Wednesday, April 8, 2009

The statute has run out ...

OK, I'm pretty sure the statute on tackiness and jingoistic nationalism has run out, so I'm posting this pic from St. Patrick's Day. Every year since St. Paul had a parade on St. Patrick's Day, my family has marched. My uncle's wife's family name is Conroy, so they had a banner done up and we all tromp through the streets, throwing candy to the crowd. Seems I don't have the knack (something about misplaced generosity, overhand vs underhand and the degree of force) so I wasn't allowed to continue the throwing of the candy. These people are my brothers, sister, spouses, nieces, nephews, cousins, children of cousins and their kids too. My Dad's parents immigrated in the early 20's. Now, three generations later, the family is about as diverse as the rest of America. African-Americans, Hispanics, gays, disabled, all parts of every religious and political spectrum - we pretty much have it all. And it's no big deal. In my Dad's generation, they were told, "stick with your own." It was a BIG DEAL when my Auntie married not an Irishman, but a German (second generation pro baseball, but it didn't matter to my grandfather who was a WWI disabled vet). Grandad tried to bribe her with a fur coat to wait to marry until her brother were home on leave from the Pacific WWII theater, but she wasn't interested. My Dad's neighbor hood housed the poorest of the poor. His family grew up in a re-purposed church. Unlike more affluent neighborhood where people of similar backgrounds clustered (Swede Hollow, for example) my Dad's neighborhood held blacks, Italians, Bohemians, Swedes, German, Irish and more. They all got along. But there was no question of anyone marrying outside their ethnic background. Until Auntie Mary. My Dad ended up marrying a woman of very diverse heritage, but by then my grandfather has resigned himself to dilution of the bloodlines and is smiling in photos of my Mom and Dad's wedding.

So I am amused by the memory of a conversation with my sibs several years after I came out to them as one of the estimated gay 10% of all people in the world, when I explained that I was just following granddad's admonition to stick with my own. Interesting that in my own "marriage," it is the urban/suburban divide that has been the source of much misunderstanding.

"Marriage" There it is. That word. If you assume, for the moment, that the State has any business at all in sanctioning or not sanctioning the most intimate of human relationships (responsibility for children can and is imposed in different ways), for the purpose of stabilizing society (presumably to keep our lustful urges at bay) why restrict access to marriage? People mix up the religious sacrament with the civil status. Maybe because in this country, unlike many others, religious representatives are empowered to perform both rituals simultaneously. In some countries you get married at church AND at the courthouse, or it isn't official - some of those are countries where the US helped set up the civil system - ironic.

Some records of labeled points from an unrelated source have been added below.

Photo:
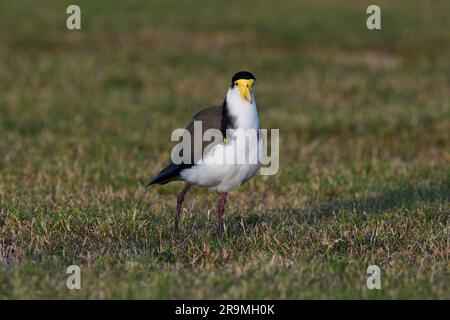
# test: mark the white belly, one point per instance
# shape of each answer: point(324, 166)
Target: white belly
point(226, 167)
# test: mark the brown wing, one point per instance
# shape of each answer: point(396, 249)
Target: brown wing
point(211, 118)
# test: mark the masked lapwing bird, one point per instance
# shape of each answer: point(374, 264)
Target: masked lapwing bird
point(214, 164)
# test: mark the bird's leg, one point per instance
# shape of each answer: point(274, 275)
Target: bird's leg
point(180, 200)
point(220, 209)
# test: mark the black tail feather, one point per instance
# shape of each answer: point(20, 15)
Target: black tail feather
point(169, 173)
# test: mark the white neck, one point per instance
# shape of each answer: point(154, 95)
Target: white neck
point(244, 112)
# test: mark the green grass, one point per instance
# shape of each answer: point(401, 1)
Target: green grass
point(86, 116)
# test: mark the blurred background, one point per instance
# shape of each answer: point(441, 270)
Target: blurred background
point(86, 118)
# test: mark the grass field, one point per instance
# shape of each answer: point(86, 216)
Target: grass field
point(86, 118)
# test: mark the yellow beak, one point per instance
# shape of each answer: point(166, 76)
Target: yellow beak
point(245, 86)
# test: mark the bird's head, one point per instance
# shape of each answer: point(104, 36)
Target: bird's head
point(242, 84)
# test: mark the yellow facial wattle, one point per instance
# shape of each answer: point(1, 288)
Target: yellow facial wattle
point(245, 86)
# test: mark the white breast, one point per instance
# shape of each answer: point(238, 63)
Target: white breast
point(227, 166)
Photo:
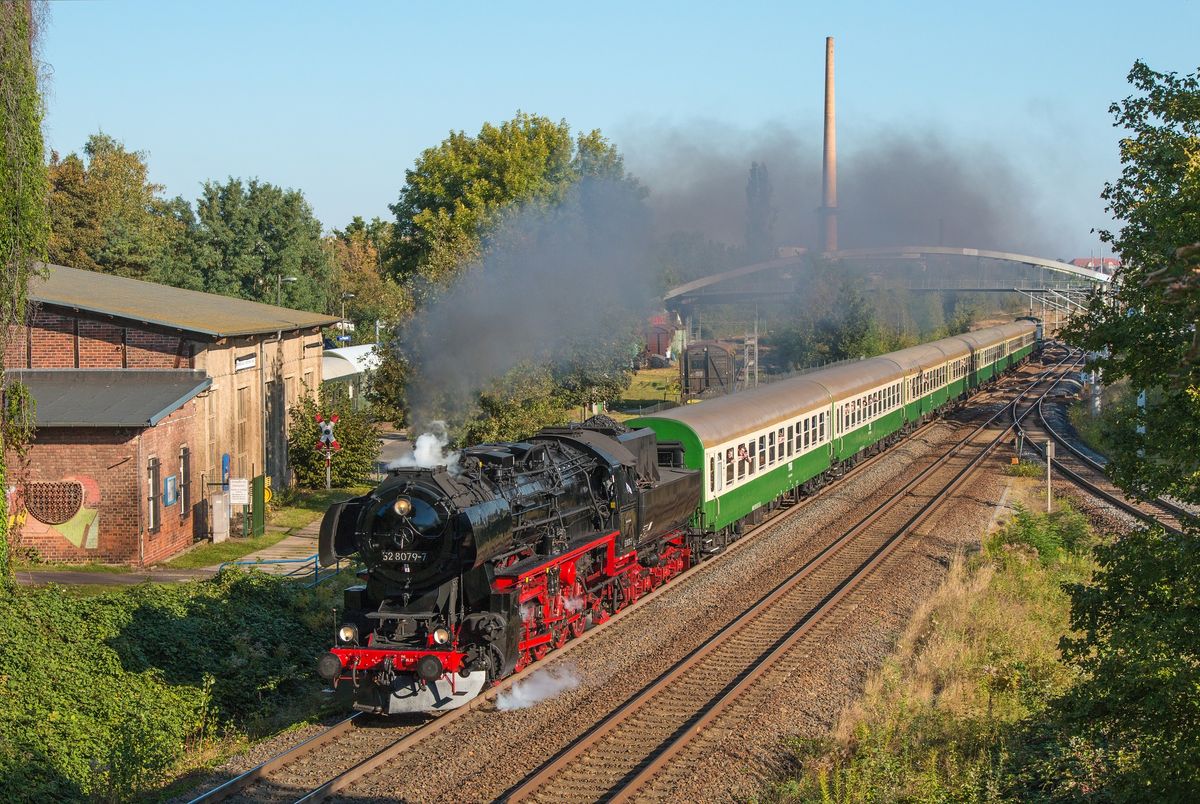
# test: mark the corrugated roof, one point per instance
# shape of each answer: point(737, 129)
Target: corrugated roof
point(108, 397)
point(148, 303)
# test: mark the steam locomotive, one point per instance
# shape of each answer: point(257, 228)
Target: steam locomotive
point(478, 569)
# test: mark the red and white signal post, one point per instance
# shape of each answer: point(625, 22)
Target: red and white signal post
point(328, 443)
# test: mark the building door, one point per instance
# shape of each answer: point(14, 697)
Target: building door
point(276, 432)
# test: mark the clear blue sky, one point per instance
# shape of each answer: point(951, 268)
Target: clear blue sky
point(337, 100)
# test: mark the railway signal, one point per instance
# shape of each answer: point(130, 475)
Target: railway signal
point(327, 443)
point(1049, 461)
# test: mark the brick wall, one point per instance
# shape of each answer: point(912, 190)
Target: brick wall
point(52, 341)
point(147, 349)
point(180, 429)
point(112, 465)
point(16, 348)
point(61, 341)
point(100, 345)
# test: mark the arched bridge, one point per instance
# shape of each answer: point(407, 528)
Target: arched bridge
point(1049, 283)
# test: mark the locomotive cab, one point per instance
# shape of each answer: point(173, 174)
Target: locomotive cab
point(478, 569)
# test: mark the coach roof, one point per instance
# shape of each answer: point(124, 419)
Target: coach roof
point(730, 417)
point(161, 305)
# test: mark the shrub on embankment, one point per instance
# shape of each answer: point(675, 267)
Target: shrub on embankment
point(961, 709)
point(105, 697)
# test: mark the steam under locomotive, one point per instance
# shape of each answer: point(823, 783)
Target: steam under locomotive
point(480, 568)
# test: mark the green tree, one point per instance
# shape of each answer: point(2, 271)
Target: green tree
point(353, 463)
point(1147, 331)
point(252, 235)
point(1139, 648)
point(515, 407)
point(1138, 645)
point(857, 333)
point(24, 219)
point(456, 191)
point(354, 255)
point(106, 213)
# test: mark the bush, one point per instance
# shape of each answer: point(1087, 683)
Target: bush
point(1050, 535)
point(351, 466)
point(105, 696)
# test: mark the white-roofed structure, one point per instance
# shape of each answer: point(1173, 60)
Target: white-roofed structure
point(348, 366)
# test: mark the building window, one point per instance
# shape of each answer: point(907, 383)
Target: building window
point(185, 481)
point(154, 519)
point(243, 430)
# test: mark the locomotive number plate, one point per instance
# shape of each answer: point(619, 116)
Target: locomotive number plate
point(405, 556)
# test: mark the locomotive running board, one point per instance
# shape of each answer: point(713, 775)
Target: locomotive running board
point(412, 696)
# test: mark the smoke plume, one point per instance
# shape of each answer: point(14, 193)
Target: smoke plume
point(903, 189)
point(551, 279)
point(541, 685)
point(429, 450)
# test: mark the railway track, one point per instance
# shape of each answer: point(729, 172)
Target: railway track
point(270, 779)
point(1089, 474)
point(375, 748)
point(636, 747)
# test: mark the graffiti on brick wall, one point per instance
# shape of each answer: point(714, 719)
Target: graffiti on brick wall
point(67, 508)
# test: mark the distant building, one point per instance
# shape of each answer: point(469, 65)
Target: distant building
point(145, 394)
point(347, 366)
point(1104, 264)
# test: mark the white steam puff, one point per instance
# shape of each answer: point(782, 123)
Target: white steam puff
point(429, 451)
point(541, 685)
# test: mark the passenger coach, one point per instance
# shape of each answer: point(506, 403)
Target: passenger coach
point(761, 444)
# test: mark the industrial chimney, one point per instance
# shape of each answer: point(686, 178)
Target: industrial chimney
point(829, 173)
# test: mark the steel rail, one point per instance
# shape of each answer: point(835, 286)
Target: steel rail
point(345, 779)
point(381, 757)
point(1119, 502)
point(665, 753)
point(258, 772)
point(409, 741)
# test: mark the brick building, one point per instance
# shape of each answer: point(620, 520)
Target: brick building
point(144, 394)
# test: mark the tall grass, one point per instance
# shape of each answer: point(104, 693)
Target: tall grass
point(936, 723)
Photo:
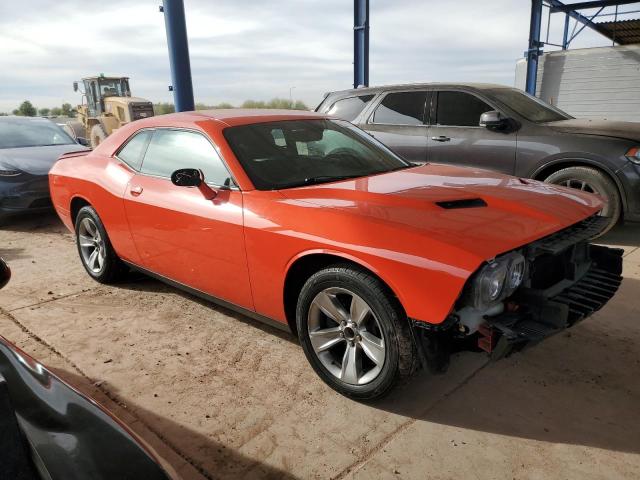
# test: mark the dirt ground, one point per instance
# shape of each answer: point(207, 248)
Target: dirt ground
point(221, 396)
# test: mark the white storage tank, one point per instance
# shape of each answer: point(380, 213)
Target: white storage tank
point(597, 83)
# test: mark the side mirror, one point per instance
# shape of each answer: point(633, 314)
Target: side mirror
point(187, 177)
point(192, 177)
point(5, 273)
point(492, 119)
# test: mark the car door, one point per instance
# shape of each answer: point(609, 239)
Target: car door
point(456, 137)
point(178, 232)
point(398, 121)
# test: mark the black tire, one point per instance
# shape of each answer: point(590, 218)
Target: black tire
point(594, 181)
point(111, 269)
point(386, 319)
point(98, 135)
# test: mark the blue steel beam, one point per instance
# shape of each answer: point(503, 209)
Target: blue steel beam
point(569, 9)
point(178, 44)
point(534, 46)
point(592, 4)
point(360, 43)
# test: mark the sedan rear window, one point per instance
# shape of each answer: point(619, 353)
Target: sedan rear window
point(294, 153)
point(402, 108)
point(349, 108)
point(21, 133)
point(530, 107)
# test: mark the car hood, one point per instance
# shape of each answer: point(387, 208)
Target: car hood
point(72, 435)
point(481, 212)
point(35, 160)
point(608, 128)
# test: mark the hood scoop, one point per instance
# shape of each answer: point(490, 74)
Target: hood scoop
point(464, 203)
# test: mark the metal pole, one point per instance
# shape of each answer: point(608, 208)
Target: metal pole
point(565, 37)
point(360, 43)
point(177, 42)
point(534, 46)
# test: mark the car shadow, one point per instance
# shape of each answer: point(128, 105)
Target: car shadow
point(10, 254)
point(46, 222)
point(623, 235)
point(579, 387)
point(174, 442)
point(140, 282)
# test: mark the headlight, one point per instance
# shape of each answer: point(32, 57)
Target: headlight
point(497, 280)
point(634, 155)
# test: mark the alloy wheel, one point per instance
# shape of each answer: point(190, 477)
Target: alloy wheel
point(92, 245)
point(580, 184)
point(346, 336)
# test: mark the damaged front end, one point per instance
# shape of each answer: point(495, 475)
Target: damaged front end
point(522, 297)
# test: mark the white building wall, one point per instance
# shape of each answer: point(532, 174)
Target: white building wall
point(598, 83)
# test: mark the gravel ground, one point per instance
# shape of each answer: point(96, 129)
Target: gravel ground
point(221, 396)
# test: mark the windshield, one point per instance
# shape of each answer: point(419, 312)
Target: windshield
point(118, 87)
point(36, 133)
point(530, 107)
point(293, 153)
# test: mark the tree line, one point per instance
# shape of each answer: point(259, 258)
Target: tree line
point(279, 103)
point(26, 109)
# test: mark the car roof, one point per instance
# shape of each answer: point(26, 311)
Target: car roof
point(15, 119)
point(407, 86)
point(230, 117)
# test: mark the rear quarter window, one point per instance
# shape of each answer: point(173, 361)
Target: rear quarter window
point(349, 108)
point(134, 149)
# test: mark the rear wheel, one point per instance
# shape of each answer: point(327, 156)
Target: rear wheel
point(96, 252)
point(592, 180)
point(98, 135)
point(354, 333)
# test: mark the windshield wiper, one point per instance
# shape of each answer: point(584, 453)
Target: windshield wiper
point(327, 178)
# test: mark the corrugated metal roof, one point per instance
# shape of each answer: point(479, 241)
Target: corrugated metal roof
point(624, 32)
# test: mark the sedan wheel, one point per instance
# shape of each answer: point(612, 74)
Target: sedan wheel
point(353, 332)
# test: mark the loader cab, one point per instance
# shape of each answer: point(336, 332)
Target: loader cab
point(96, 89)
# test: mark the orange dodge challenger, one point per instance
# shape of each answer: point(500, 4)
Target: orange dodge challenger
point(310, 224)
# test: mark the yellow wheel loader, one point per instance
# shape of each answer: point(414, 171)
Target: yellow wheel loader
point(107, 104)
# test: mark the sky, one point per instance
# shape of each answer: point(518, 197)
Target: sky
point(258, 49)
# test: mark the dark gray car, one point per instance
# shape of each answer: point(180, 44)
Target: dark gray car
point(29, 146)
point(503, 129)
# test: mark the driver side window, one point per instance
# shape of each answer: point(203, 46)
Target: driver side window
point(170, 150)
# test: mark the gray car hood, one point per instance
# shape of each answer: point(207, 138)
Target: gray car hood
point(608, 128)
point(35, 160)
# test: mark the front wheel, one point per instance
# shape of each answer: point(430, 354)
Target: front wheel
point(593, 181)
point(354, 333)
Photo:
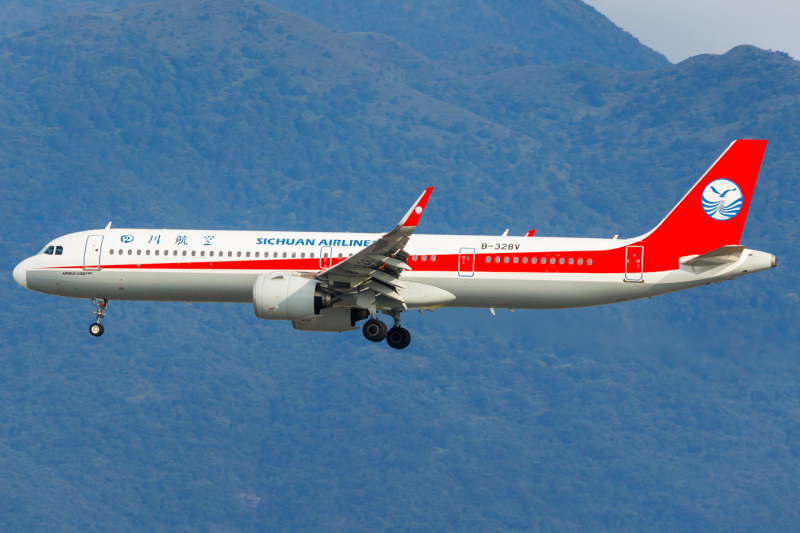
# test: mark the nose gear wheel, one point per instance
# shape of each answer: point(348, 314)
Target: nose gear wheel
point(398, 338)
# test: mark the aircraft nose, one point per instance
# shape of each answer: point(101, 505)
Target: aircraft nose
point(19, 274)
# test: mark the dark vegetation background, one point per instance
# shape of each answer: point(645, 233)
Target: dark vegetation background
point(674, 414)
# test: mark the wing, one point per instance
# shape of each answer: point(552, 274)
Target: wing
point(376, 269)
point(724, 255)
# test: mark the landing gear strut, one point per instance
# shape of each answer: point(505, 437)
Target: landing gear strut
point(398, 337)
point(97, 328)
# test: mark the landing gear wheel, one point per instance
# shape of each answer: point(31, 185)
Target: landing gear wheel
point(398, 338)
point(96, 329)
point(374, 330)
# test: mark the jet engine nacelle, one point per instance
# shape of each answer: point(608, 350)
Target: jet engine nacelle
point(334, 319)
point(285, 296)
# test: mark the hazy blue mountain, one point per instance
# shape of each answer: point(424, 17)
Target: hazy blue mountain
point(20, 15)
point(557, 31)
point(672, 414)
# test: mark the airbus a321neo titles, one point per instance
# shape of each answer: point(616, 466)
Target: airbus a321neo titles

But we are where we are, and if the State is going to establish this institution of marriage, everyone should be able to partake, regardless of protected personal characteristic. Regardless of what my dear granddad might say. What is hopeful and instructive to me is the rapidity with which social attitudes toward mixed race, mixed ethnicity marriages has changed. Maybe before I die, I won't have to worry about being separated from my life-long partner in a nursing home because some one doesn't approve, and I can no longer advocate for myself. Maybe before I die I won't have to puzzle every time I am given an assortment of choices for marital status that don't include a correct description of my family. Maybe before I die, I won't even have to think about this. And our society will be that much more stable, include that many more loving relationships and have a 10% bigger wedding industry.

2 comments:

MarkN said...

Very well stated, my friend. I actually have great faith in the generation "after us" to see these ideas through. So the both of you stay very much alive, I think you will be pleased. Or as my Swedish ancestors would say, "You'll say ya, by yumpin' yiminy!"

twinsetellen said...

I agree - separate the religious from the civil. And require everyone to review the terms of the civil contract before they sign!